Re: CC troubles............
We need to know more about your pool in order to be of help. Can you post a set of test results, taken with a drop-based kit, along with what chemicals you've been using in the pool? That will help us make some more informed opinions.....
Welcome to the forum!
Re: CC troubles............
Thanks for the response.
This is indoor pool, small and only 6 feet deep at its deepest. We use liquid CL2 about 12 %. Also to keep PH down we inject acid.
Only other chems we use is Oxy Shock every Sunday and Sodium Bicarbonate when Alk drops below our paramaters. CL2 ppm is around 2.5-3.0 and PH at 7.5. Dilution is the solution is what people are saying, but even backwashing the pool might bring CC down couple notches never enough. So i decided to try shocking the pool in addition to backwashing. No real results with this at all. Heading into shut down in Sept and thinking about sand in the filter, couple three years old and prob time to change. Think this might have something to do with my CC prob.....
Shawn
Re: CC troubles............
You're running an indoor commercial heated pool, right? You'll need to fill out the chart -- but be SURE to include daily bather load figures in the notes section:Pool Chart Entry Form
Indoor, heavily loaded commercial pools are very difficult, and almost all the published information is wrong. The only 'silver bullet' solution I know if is installation of a high-output UV system installed in the circulation system. These 'work' by turning your indoor pool into an 'outdoor' pool.
The problem you are facing is that, contrary to most published data, the CC levels you have cannot be cleared up by shocking, either with chlorine or with the expensive oxy-shock products. Again, contrary to published data, the chloramines found in indoor pools are NOT simple monochloramine, dichloramine, or nitrogen trichloride, but are more complex chlorination products such as chlorcreatine, chlorurea, and worse. Outdoors, chlorine + solar UV + full aeration remove these rapidly from pools, so long as adequate chlorine levels are maintained. Indoors, there is neither UV nor full aeration. And the problem has gotten much worse over the past 30 years, with the installation and use of complex and hard to operate HVAC + pool water heat + dehumidification systems, such as the Dectron, Desert-Aire, or Pool-Pak systems. These systems are usually designed with 10 - 20% continuous fresh air, but at best this is 80% less than the 100% fresh air systems of 50 years ago. Worse, widely varying outside air conditions tend to make the units operate erratically, so the fresh air intakes tend to get 'broken' -- sometimes with a hammer! -- over time.
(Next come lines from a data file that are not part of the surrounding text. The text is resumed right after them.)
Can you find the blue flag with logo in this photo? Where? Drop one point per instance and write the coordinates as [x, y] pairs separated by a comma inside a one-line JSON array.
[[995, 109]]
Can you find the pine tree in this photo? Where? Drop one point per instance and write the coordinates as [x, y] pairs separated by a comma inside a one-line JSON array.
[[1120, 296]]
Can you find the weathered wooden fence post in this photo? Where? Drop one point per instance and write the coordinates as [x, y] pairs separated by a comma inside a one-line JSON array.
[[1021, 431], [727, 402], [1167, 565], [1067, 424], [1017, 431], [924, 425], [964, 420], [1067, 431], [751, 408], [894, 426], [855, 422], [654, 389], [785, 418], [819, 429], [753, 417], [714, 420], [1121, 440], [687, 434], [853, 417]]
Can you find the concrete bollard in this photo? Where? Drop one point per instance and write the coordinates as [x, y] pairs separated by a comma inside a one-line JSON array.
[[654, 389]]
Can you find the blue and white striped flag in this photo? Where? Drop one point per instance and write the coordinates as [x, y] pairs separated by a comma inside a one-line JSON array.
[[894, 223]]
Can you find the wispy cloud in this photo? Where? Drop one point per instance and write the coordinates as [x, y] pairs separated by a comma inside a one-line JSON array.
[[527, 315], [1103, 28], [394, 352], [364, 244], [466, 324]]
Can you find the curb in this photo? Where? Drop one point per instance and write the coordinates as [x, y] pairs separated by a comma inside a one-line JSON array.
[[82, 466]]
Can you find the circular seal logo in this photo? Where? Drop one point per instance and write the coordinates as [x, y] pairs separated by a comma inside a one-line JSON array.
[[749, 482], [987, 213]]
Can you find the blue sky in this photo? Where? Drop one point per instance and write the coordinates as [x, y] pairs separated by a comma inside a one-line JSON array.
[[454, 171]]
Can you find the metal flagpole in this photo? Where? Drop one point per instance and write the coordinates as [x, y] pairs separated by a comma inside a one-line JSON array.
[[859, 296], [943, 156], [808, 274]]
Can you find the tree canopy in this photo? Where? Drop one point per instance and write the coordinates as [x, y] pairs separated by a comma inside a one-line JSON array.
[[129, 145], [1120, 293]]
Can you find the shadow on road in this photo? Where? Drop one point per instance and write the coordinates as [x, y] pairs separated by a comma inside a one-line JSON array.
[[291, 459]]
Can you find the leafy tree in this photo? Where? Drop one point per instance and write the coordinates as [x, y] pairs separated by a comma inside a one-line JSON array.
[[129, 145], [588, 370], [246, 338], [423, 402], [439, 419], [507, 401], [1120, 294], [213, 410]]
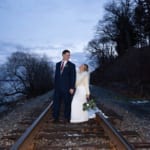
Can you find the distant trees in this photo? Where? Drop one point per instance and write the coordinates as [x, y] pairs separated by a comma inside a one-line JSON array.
[[121, 45], [142, 22], [33, 75], [126, 24]]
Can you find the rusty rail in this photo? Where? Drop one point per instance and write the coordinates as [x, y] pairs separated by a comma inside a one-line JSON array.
[[116, 138], [24, 142]]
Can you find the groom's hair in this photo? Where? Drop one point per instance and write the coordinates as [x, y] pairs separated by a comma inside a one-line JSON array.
[[65, 51]]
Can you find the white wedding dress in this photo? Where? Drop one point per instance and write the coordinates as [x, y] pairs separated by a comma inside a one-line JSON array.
[[82, 89]]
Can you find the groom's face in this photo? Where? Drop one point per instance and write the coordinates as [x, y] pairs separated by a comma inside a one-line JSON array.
[[66, 56]]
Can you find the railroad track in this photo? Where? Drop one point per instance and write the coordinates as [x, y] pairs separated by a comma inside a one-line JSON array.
[[98, 133]]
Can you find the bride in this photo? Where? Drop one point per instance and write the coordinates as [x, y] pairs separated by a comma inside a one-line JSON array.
[[80, 97]]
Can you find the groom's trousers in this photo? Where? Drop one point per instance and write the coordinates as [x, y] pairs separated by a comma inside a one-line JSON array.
[[62, 97]]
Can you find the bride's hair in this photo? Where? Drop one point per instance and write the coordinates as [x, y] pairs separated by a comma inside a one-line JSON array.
[[86, 67]]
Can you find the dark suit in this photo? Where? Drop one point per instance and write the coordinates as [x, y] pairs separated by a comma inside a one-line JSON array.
[[63, 83]]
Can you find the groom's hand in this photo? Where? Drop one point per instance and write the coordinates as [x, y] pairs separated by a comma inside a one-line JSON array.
[[87, 97], [71, 91]]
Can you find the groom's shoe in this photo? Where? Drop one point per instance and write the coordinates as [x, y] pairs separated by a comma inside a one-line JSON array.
[[55, 121], [66, 121]]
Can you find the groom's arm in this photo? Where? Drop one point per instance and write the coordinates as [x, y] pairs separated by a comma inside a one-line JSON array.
[[72, 77]]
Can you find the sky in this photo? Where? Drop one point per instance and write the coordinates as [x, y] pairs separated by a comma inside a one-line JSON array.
[[48, 26]]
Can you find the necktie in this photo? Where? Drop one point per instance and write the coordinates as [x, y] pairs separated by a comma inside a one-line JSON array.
[[62, 66]]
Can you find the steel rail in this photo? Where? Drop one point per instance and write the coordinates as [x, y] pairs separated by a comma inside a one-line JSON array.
[[25, 141], [116, 138]]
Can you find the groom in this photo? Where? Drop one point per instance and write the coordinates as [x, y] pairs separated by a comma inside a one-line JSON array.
[[65, 76]]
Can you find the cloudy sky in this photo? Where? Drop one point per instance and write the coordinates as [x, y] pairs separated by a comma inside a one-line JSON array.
[[48, 26]]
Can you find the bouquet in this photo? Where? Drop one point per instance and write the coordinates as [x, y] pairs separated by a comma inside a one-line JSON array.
[[91, 104]]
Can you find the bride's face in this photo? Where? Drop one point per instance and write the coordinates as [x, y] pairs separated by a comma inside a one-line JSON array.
[[81, 68]]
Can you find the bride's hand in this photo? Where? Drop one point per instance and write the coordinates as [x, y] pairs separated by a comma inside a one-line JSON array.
[[87, 96], [71, 91]]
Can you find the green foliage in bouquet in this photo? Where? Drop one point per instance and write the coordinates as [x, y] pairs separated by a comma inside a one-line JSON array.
[[91, 104]]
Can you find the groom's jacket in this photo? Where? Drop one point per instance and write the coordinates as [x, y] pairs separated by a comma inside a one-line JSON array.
[[65, 80]]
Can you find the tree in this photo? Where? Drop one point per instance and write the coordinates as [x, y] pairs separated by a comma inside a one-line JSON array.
[[118, 25], [32, 75], [142, 22]]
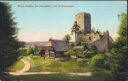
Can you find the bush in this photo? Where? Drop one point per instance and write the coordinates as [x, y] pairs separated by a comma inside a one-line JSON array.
[[74, 52], [101, 60]]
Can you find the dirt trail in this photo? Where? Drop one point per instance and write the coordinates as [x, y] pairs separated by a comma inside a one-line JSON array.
[[32, 73]]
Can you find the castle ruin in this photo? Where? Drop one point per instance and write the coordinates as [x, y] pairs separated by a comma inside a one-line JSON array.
[[84, 21]]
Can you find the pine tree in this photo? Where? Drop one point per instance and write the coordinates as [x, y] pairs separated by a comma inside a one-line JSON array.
[[9, 43], [120, 52]]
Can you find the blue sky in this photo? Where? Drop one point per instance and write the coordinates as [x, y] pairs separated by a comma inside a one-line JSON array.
[[41, 23]]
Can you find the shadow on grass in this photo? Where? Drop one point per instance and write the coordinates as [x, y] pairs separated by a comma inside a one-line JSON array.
[[96, 76]]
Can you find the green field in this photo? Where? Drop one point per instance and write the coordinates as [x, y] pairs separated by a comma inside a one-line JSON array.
[[39, 64], [18, 65], [101, 76]]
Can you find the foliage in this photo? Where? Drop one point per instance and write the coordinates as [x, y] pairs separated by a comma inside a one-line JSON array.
[[9, 44], [101, 60], [75, 29], [74, 52], [67, 39], [120, 52]]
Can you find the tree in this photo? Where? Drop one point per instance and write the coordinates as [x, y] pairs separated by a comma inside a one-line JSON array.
[[9, 43], [75, 29], [67, 39], [120, 51]]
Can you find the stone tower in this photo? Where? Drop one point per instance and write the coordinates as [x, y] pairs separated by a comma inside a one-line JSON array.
[[83, 19]]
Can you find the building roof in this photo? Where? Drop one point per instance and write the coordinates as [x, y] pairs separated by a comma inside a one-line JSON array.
[[59, 45]]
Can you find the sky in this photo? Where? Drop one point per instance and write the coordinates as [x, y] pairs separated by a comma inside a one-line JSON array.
[[41, 20]]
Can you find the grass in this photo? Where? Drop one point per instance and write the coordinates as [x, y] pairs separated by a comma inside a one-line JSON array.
[[16, 66], [39, 64], [97, 76]]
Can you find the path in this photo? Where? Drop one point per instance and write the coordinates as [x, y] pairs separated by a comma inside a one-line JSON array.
[[32, 73]]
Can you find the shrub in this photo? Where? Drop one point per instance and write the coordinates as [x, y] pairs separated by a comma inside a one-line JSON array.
[[101, 60], [74, 52]]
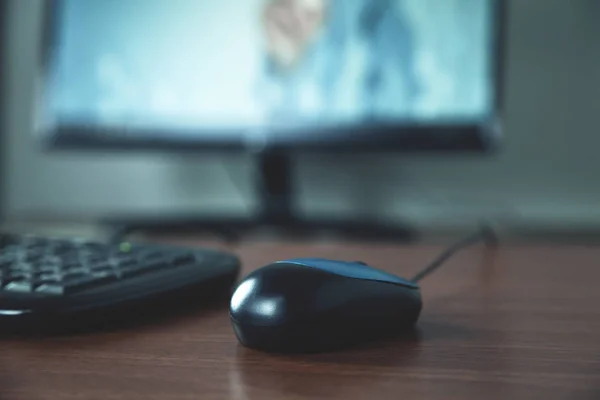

Installation of a UV system AND conscientious maintenance of fresh air make-up system will usually result in noticeable improvements . . . IF the pool is consistently chlorinated.
Adding sodium bicarbonate will have no impact on the CC levels, and as a rule, neither will Oxy-shock use.
HOWEVER, a UV sytems + maintained fresh air cannot compensate for overloaded indoor pool water.
If your pool is typical of many such pools, it tends to attract large groups of pool users (water aerobics or swim lessons) who tend to have leaky bladders (elderly or toddlers), creating a huge chlorine load from urine, sweat, lotion, etc. Larger and colder pools have less of a problem, because of reduced temps, and typically, more gallons of water per swimmer. However, because year-round competitive swimmers ALL pee in the pool on purpose, rather than by accident, problems arise in those pools as well.
I've produced dramatic improvements in pools like yours, simply by closing the pool for 10 minutes out of every hour. You can estimate the reduction in urine by the number of toddlers or elders who hurry into the rest rooms during the 10 minute break!